Ancient fossils confirmed among our strangest cousins
Wednesday, 15 October 2014
More than 100 years since they were first discovered, some of the world's most bizarre fossils have been identified as distant relatives of humans, thanks to the work of University of Adelaide researchers.
The fossils belong to 500-million-year-old blind water creatures, known to scientists as "vetulicolians" (pronounced: ve-TOO-lee-coal-ee-ans).
Alien-like in appearance, these marine creatures were "filter-feeders" shaped like a figure-of-8. Their strange anatomy has meant that no-one has been able to place them accurately on the tree of life, until now.
In a new paper published in BMC Evolutionary Biology, researchers at the University of Adelaide and the South Australian Museum argue for a change in the way these creatures are viewed, placing them with the same group that includes vertebrate animals, such as humans.

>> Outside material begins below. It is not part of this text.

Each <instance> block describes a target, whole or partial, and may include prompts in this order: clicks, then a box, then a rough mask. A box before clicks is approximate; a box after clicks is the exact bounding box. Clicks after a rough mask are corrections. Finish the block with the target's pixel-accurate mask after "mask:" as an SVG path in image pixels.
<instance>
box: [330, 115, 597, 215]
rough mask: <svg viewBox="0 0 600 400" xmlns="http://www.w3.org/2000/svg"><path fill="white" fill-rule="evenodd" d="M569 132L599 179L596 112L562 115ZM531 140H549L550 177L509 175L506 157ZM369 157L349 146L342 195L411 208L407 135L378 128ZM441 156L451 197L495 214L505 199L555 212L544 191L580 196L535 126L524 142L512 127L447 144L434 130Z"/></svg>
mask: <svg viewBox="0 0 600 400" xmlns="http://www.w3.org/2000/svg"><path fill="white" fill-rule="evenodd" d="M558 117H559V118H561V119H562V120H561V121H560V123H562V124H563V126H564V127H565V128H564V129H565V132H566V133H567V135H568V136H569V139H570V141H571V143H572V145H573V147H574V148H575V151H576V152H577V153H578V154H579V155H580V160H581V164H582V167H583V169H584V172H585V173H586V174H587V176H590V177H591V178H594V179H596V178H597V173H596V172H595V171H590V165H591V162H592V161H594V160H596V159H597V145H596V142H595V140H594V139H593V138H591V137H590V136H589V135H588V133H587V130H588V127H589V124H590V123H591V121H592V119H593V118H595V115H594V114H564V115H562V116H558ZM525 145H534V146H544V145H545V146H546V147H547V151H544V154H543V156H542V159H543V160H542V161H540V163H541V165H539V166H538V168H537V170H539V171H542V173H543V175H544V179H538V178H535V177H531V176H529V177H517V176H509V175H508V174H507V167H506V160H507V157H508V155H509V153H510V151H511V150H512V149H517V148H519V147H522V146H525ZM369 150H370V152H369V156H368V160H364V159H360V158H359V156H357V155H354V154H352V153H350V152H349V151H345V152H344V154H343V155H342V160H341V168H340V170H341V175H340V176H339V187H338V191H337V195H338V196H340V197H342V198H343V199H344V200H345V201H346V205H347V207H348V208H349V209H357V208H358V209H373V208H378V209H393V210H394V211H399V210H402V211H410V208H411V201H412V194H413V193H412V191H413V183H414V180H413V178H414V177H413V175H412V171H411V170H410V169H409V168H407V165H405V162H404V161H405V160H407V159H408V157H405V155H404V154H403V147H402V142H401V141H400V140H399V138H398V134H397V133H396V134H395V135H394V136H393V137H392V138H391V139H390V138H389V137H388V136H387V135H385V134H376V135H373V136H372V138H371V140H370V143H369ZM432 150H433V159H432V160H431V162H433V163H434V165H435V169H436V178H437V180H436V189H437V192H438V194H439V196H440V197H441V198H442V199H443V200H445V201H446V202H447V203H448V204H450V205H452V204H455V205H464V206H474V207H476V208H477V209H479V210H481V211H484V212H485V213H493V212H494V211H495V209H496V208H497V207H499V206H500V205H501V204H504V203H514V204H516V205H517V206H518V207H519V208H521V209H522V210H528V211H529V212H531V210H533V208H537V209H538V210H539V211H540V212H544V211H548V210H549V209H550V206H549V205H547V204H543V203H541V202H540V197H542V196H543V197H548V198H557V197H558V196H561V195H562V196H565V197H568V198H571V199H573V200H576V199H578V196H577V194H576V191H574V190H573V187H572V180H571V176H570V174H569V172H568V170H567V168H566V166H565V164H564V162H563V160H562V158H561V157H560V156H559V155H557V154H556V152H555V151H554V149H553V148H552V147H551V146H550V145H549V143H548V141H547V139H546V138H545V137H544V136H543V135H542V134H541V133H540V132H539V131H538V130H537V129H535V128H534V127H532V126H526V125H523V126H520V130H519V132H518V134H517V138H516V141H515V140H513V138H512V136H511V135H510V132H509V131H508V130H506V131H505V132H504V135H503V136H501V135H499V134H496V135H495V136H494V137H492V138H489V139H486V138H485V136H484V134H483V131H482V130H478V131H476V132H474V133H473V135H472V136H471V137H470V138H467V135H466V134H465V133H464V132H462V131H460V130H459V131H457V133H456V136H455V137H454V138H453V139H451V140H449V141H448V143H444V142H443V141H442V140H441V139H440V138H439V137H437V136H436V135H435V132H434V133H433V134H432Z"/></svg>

"Although not directly related to humans in the evolutionary line, we can confirm that these ancient water creatures are among our distant cousins," says the lead author of the paper, Dr Diego Garcia-Bellido, ARC Future Fellow with the University's Environment Institute.
"They are close relatives of vertebrates - animals with backbones, such as ourselves. Vetulicolians have a long tail supported by a stiff rod. This rod resembles a notochord, which is the precursor of the backbone and is unique to vertebrates and their relatives," he says.
Although the first specimens were studied in 1911, it took until 1997 for the fossils to be described as a group on their own: the vetulicolians. These fossils have now been discovered in countries all across the globe, such as Canada, Greenland, China and Australia.
The latest insights into vetulicolians have come from new fossils discovered on Kangaroo Island off the coast of South Australia, which the researchers named Nesonektris (Greek for "Island Swimmer").
"Vetulicolians are further evidence that life was very rich in diversity during the Cambrian period, in some aspects more than it is today, with many extra branches on the evolutionary tree," Dr Diego Garcia-Bellido says. "They were simple yet successful creatures, large in number and in distribution across the globe, and one of the first representatives of our cousins, which include sea squirts and salps."
The research involved collaboration between the University of Adelaide, South Australian Museum, University of South Australia, the Natural History Museum, London, and University of New England.